Life & Style
Woody Sez at Ivoryton Playhouse: You’ll Want to Sing Along
David Finch and David Lutken in Woody Sez (Photo by Anne Hudson)
David Finch, Darcie Deaville, David Lutken, and Maggie Hollinbeck in Woody Sez (Photo by Anne Hudson)
Darcie Deaville, David Finch, and Maggie Hollinbeck in Woody Sez (Photo by Anne Hudson)
“This Land Is Your Land” is a song almost all of us know. School children learn it. But do you know who wrote it? If you’ve forgotten, it was Woody Guthrie, a man who helped revive and popularize folk music in America.
Woody Sez—the Life & Music of Woody Guthrie, now at Ivoryton Playhouse through Sunday, Nov. 10, intersperses his life story, mostly told by David M. Lutken as Woody, with renditions of the music he made so famous.

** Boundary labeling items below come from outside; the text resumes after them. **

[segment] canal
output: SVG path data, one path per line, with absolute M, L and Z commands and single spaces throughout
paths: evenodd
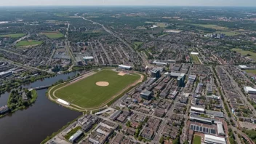
M 60 79 L 66 80 L 76 72 L 57 75 L 39 80 L 23 87 L 31 88 L 53 84 Z M 71 111 L 48 100 L 47 89 L 38 90 L 36 103 L 28 108 L 0 118 L 0 143 L 40 143 L 68 121 L 81 113 Z M 9 92 L 1 95 L 0 106 L 7 104 Z

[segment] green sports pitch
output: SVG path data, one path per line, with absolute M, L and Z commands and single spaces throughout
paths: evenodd
M 103 70 L 57 89 L 55 95 L 71 104 L 84 108 L 94 108 L 105 104 L 140 78 L 140 76 L 137 73 L 119 76 L 118 72 L 112 70 Z M 98 86 L 96 83 L 99 81 L 106 81 L 109 85 Z

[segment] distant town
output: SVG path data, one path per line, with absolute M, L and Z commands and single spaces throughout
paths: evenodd
M 37 108 L 44 89 L 81 113 L 39 143 L 256 143 L 255 9 L 0 9 L 0 119 Z

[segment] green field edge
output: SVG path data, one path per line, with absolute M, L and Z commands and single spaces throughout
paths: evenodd
M 103 68 L 104 71 L 109 71 L 110 68 Z M 108 102 L 108 103 L 106 103 L 105 105 L 103 105 L 101 106 L 100 108 L 84 108 L 84 110 L 81 110 L 81 108 L 79 108 L 79 107 L 76 107 L 76 105 L 73 105 L 73 104 L 71 104 L 69 106 L 67 106 L 67 105 L 62 105 L 63 106 L 64 106 L 65 108 L 68 108 L 70 110 L 72 110 L 72 111 L 78 111 L 78 112 L 88 112 L 88 111 L 93 111 L 93 112 L 95 112 L 95 111 L 98 111 L 99 110 L 102 110 L 103 108 L 105 108 L 106 106 L 109 106 L 111 105 L 112 103 L 113 103 L 115 101 L 116 101 L 117 100 L 119 100 L 121 97 L 122 97 L 125 93 L 127 93 L 127 92 L 130 91 L 131 89 L 132 89 L 133 88 L 137 87 L 139 84 L 140 84 L 141 83 L 143 83 L 143 81 L 145 81 L 145 79 L 147 79 L 147 76 L 143 73 L 140 73 L 140 72 L 137 72 L 137 71 L 134 71 L 135 73 L 134 74 L 137 74 L 138 76 L 140 75 L 143 75 L 143 79 L 142 80 L 142 82 L 138 82 L 137 83 L 135 86 L 132 86 L 132 87 L 130 87 L 129 88 L 128 88 L 127 90 L 125 90 L 124 92 L 123 92 L 122 93 L 119 94 L 118 96 L 115 97 L 113 99 L 112 99 L 110 102 Z M 85 79 L 87 79 L 85 78 Z M 47 95 L 47 98 L 54 102 L 56 104 L 58 104 L 58 105 L 60 105 L 59 103 L 56 102 L 57 99 L 59 98 L 57 97 L 54 97 L 53 96 L 53 92 L 55 92 L 57 89 L 59 89 L 59 88 L 61 88 L 64 86 L 65 86 L 66 84 L 68 84 L 69 81 L 72 80 L 72 79 L 70 79 L 68 81 L 64 81 L 63 83 L 61 83 L 61 84 L 58 84 L 57 85 L 54 85 L 54 86 L 52 86 L 50 87 L 47 91 L 46 92 L 46 95 Z M 138 79 L 140 80 L 140 79 Z M 137 80 L 137 81 L 138 81 Z M 51 98 L 49 98 L 49 95 L 52 96 L 51 97 L 53 99 L 52 100 Z M 110 99 L 109 99 L 110 100 Z M 104 103 L 104 102 L 103 103 Z M 73 107 L 73 108 L 71 108 L 71 107 Z M 77 110 L 77 109 L 80 109 L 79 111 Z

This show is bound to have you clapping in time with the rhythms and even wanting to sing along. The night I saw it, most of the audience, stood, clapped, and sang along with “This Land Is Your Land.”
If you have watched the Ken Burns multi-episode documentary on country music, you heard references to Woody and his influence on both the folk and country genres. But for many people, Woody Guthrie is best known as Arlo Guthrie’s father.
Woody Guthrie lived a hard-scrabble life. He was born in Oklahoma but lived in both Texas and California as well as New York City. While he had brief periods of affluence, for the most part his life was the same as the farmers, oil rig workers, and dust bowl refugees he sang about. He hopped rails, went to bed hungry, and did whatever manual labor was available.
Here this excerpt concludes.